Dysart promises something big, likely touching every other title going at Valiant.

“We get to reset the universe,” he teased. “It’s the thing in comics that people are always trying to pull off – you always want to try to change the status quo without changing the status quo so the reader gets a sense of change. All of the relationships are the same; who’s against whom, the motivations, the characters and who’s ‘bad’ and ‘good.’ And yet, we’re shaking everything up, the shape of all of those conflicts change.”

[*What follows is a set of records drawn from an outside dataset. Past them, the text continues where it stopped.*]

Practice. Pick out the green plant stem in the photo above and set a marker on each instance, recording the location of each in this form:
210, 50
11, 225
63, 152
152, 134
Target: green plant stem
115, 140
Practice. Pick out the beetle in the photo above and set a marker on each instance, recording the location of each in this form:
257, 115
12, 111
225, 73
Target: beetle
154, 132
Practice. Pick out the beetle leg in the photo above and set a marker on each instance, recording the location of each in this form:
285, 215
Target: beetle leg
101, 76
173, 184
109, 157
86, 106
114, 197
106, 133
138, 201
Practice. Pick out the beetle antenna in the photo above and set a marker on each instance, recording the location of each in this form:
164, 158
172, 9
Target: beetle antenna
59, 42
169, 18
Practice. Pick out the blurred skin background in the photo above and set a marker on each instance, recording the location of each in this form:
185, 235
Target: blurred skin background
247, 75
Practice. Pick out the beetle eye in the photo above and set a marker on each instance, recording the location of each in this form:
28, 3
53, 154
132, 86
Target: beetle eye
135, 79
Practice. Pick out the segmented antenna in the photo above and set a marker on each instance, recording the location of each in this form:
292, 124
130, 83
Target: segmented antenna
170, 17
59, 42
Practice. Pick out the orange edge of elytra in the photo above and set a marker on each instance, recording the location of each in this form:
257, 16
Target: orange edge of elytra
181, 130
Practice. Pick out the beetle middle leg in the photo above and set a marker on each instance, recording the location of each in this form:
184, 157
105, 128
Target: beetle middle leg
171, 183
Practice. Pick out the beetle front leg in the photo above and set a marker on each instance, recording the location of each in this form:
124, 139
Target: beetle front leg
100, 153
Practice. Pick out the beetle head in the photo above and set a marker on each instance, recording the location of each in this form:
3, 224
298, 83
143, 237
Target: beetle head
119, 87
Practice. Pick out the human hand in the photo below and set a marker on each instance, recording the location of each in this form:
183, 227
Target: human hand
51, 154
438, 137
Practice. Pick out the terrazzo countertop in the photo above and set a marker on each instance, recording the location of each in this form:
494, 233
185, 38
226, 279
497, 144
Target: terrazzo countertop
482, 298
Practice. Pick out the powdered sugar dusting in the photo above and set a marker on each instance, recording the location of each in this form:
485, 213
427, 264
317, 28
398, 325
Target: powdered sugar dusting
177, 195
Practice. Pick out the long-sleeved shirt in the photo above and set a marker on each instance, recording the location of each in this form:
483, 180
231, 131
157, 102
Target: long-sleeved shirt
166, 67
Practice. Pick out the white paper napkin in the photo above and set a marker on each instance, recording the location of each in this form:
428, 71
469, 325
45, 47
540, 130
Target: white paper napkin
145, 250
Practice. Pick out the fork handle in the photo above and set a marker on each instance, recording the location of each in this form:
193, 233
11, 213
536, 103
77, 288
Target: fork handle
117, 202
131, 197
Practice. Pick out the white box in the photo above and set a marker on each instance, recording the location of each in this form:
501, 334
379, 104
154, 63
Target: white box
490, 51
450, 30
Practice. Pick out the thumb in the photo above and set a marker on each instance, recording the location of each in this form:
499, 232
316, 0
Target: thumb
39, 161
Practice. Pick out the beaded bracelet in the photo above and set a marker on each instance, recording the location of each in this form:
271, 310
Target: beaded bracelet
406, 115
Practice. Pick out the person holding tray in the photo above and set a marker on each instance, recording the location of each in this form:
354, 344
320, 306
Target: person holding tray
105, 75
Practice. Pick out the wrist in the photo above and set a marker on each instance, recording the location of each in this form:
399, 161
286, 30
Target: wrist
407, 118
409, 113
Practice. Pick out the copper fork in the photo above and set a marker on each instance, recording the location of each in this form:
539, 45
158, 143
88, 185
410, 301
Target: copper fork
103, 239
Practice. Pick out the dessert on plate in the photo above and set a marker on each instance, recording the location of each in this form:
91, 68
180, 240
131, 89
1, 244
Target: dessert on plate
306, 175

Harada, on the other hand, might come out of this story feeling diminished having been “outed” by the Renegades. According to Dysart, the struggle for the character is what will he (or can he) do next, now that he’s not restrained by 40 years of secrets, after suffering a defeat at “the hands of a bunch of high school dropouts and a former drug addict” as Dysart lovingly described our heroes.

“I think that ultimately, he has a very noble vision for himself, and this really upends that. Instead of being humbled, he’s going to be angry. So in talking about psychology, we’re going to see someone with a vision and it’s collapsed. Harada with a plan is more dangerous than Harada without a plan.”

And it’s not just Renegades and Harada who’ll be dealing with the consequences: “When you start dealing with human mortality and not just superhero mortality, that really changes the culture. That’s stuff that I want to explore.”